Toute vérité n'est que perception

Un communicant ne peut pas être courtisan

Davantage que dans toute autre fonction, il importe de servir son patron plutôt que de lui plaire.

Il y a six ans, je partageais avec vous ma vision de l’un des rôles du directeur de la communication :

Un patron, comme chacun d’entre nous d’ailleurs, ne peut pas ‘sortir de lui-même’ pour apprécier la perception que ses publics internes et externes ont de lui – il ne l’apprécierait peut-être d’ailleurs pas toujours…

Nous nous percevons tous à travers un miroir déformant – la chose sur laquelle il est le plus difficile d’être objectif et lucide est soi-même. Dans le cas de tout patron ou manager (même pour le dircom vis-à-vis de sa propre équipe), cette déformation est accrue par la distance que créent inévitablement le pouvoir et l’autorité.

Lorsqu’il s’agit de conseiller son patron, le dircom doit donc agir comme un ‘miroir reformant’ pour lui dire sans censure la manière dont il est perçu et lui faire des recommandations afin d’adapter son discours et son comportement.

Dans ce rôle, le dircom doit toujours faire preuve d’indiscipline intellectuelle.”

L’an dernier, je complétais ce portrait-robot :

Tous les hommes et femmes de pouvoir commettent des erreurs liées à leur mauvaise évaluation de la perception qu’ils génèrent. C’est même le cas des plus intelligents et des plus empathiques. La raison en est simple : ces erreurs ne sont pas le fruit de leur réflexion rationnelle mais de leur réaction émotionnelle. Leur dircom est leur rempart contre ces vagues émotionnelles et les dégâts qu’elles créent. […]
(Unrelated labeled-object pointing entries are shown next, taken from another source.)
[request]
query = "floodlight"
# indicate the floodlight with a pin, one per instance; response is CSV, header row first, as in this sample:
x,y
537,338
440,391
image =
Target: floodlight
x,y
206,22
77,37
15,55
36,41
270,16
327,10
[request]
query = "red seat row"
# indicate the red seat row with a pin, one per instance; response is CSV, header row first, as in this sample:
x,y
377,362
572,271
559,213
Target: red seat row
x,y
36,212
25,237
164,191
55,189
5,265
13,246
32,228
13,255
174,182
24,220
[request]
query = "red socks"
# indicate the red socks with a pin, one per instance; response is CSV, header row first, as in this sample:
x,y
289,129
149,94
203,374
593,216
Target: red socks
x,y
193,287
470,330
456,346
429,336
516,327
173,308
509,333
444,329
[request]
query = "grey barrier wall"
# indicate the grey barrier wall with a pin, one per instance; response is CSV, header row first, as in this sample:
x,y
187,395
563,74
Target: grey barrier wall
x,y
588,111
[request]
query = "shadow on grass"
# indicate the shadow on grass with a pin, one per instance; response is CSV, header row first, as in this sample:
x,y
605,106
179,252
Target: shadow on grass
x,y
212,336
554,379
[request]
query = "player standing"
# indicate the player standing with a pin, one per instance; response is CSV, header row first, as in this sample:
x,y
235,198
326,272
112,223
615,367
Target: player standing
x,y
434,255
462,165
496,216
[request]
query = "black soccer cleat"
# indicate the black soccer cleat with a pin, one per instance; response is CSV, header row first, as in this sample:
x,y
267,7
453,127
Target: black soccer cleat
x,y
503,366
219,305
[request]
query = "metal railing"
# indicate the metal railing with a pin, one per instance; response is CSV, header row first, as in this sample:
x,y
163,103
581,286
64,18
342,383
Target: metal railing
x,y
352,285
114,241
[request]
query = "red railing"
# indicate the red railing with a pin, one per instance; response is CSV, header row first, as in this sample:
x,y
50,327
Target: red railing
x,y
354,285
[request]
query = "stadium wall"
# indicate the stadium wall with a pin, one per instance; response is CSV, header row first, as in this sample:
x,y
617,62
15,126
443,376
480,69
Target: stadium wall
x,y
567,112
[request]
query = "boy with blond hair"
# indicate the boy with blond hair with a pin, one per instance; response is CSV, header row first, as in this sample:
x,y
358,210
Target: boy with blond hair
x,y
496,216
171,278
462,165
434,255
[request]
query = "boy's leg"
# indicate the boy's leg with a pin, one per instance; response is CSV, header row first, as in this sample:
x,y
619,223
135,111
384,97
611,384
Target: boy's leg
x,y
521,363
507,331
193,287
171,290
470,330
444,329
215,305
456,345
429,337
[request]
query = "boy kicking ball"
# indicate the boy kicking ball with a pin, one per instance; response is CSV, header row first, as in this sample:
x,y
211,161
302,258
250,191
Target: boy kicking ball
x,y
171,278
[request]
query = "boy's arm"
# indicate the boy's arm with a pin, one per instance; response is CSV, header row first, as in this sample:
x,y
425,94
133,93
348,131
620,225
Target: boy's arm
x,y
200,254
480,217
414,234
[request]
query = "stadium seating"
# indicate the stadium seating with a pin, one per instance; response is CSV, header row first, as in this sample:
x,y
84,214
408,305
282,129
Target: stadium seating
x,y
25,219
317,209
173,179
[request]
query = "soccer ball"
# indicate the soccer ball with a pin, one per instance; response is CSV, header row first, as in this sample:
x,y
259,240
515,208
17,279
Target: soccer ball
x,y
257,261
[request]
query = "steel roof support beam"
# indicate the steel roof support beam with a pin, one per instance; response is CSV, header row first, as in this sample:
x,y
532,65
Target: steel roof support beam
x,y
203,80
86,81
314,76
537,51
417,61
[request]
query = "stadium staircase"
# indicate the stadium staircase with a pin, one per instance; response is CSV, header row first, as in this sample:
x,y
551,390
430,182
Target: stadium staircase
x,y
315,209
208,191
Certains leaders politiques et économiques ont des gardes du corps. Leur dircom est leur garde du corpus (de messages et de valeurs). Incidemment, leur rôle est encore plus important depuis que beaucoup d’acteurs de l’actualité utilisent Twitter sans filtre et sans recul.

(CC) Victoria Landon

(CC) Victoria Landon

Les crises de communication qui frappent certains leaders politiques des deux côtés de l’Atlantique et, surtout, les réactions différentes de leurs entourages respectifs mettent en lumière une qualité complémentaire dont tout communicant doit faire montre à l’égard de son patron : l’abnégation.

Comme je l’évoquais ci-dessus, c’est en effet au communicant qu’il revient de dire à son patron l’image que ses publics ont de lui. S’il ne le fait pas, pour préserver sa situation de pouvoir, sa cohérence cognitive ou l’amour-propre de son manager, il manque à son devoir. Plus il prend de temps pour dire la vérité à son supérieur, plus il lui porte préjudice, étant coupable de non-assistance à personne en danger perceptif.

Comme le montre le comportement des proches de Donald Trump ces derniers jours1, il y aura toujours des membres de l’entourage d’un leader, politique ou corporate, pour lui dire ce qu’il a envie d’entendre2. Mais il doit pouvoir compter sur la franchise sans filtre de son directeur de la communication pour lui présenter scrupuleusement la perception de ses publics. Les communicants qui n’ont pas cette abnégation ne sont pas mûrs pour être dircoms. En effet, en croyant protéger leurs dirigeants de la vérité, ils les enferment dans le mensonge qu’ils se racontent.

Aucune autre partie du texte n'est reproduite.